I’m going to have to buy bigger HDs for my Synology. It should be an easy replacement, but I need to make sure I have a good backup before I do so. And buy a couple 4 TB drives (or larger). Which is not in the budget right now…

Still, need to do some more cleanup. Putting iTunes movies on the Synology is kinda pointless (as they can’t play properly). The Synology DS Video app is kinda-sorta useless, and I don’t think I can run Plex on my older Synology. Still considering solutions…


#20

Maybe we should re-title the thread ‘Storage Woes’ or something similar.

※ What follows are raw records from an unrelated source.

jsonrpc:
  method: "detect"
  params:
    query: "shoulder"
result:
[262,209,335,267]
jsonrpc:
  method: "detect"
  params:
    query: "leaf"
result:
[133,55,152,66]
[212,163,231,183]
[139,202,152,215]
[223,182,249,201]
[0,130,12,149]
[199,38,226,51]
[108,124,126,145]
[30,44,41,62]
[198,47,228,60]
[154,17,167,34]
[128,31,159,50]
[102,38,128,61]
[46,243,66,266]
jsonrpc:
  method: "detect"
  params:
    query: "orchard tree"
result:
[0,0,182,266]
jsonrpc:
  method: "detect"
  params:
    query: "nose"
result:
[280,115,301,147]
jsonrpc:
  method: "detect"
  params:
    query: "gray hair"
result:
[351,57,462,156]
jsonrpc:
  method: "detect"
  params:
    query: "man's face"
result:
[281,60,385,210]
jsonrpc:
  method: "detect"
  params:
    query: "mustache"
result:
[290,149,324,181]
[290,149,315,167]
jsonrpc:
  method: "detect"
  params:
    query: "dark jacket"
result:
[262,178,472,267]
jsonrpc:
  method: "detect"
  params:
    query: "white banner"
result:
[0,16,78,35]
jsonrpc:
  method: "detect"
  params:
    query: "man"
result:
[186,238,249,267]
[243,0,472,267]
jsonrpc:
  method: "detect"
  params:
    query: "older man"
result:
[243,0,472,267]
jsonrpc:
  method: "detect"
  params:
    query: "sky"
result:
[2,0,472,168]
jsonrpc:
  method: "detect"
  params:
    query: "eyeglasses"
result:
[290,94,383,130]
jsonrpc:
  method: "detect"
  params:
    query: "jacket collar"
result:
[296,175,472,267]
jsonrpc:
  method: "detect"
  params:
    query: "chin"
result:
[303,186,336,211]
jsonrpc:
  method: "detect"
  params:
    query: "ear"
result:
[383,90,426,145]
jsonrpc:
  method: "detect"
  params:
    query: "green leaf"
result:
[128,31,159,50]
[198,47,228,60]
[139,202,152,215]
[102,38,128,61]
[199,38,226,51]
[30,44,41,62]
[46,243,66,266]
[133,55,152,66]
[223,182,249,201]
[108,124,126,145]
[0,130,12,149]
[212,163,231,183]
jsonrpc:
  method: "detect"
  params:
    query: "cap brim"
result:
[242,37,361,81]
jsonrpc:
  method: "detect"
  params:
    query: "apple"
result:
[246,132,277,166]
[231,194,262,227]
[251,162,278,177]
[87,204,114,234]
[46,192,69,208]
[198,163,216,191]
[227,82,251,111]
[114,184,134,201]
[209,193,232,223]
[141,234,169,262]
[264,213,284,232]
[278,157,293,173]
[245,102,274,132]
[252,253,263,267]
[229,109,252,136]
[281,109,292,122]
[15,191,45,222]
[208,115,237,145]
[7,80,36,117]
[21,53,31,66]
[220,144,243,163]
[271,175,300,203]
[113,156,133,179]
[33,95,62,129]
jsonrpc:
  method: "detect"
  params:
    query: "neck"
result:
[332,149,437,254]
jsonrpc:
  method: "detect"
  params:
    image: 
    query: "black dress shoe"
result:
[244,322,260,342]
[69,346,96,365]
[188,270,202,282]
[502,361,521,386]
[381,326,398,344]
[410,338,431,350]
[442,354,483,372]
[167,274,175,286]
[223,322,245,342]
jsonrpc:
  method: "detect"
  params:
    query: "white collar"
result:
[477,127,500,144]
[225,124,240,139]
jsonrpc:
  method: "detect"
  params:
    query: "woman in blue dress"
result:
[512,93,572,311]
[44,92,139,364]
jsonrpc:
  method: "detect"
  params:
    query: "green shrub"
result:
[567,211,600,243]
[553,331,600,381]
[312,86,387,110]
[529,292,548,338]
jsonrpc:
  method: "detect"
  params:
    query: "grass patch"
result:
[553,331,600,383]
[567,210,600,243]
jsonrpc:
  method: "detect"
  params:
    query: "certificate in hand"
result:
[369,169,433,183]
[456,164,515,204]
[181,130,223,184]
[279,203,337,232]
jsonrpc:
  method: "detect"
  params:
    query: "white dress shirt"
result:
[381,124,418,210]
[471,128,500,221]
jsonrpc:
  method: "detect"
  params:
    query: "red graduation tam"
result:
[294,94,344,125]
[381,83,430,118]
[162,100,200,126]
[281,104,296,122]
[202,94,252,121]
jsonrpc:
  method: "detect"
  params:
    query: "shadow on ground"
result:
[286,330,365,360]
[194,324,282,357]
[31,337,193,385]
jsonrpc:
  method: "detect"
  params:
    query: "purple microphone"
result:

I’m currently at a cross roads. I have a decent chunk of data that is mostly movies and TV shows for the media box. It consists of just a couple physical drives in a case which equals my Plex system. The media box needs an upgrade. I have a new 1070 card to go into it and it’s wheezing a bit so most of the cooling will be pulled and replaced. Basically, it’s getting a new case built around the old motherboard (it’s still pretty decent). The problem is storage. Right now I have about 4 drives and they are filling up so I need to add more and or replace existing drives. The original idea was to use the bigger case to just add some more drives but I’m back and forth now. I could add more drives (I’d be getting a couple 6 or 8 TB’s and replacing some of the existing drives as I have cash) but I could also look into a Synology. I don’t need redundancy since very little of this data can’t be gotten again and I’m hesitant to use the Windows Disk Spaces to do a JABOD. And I can use multiple drives in my setup, it’s not an issue. I’m just not sure which way to go, the NAS/DAS route with a physical box or just add to an existing case.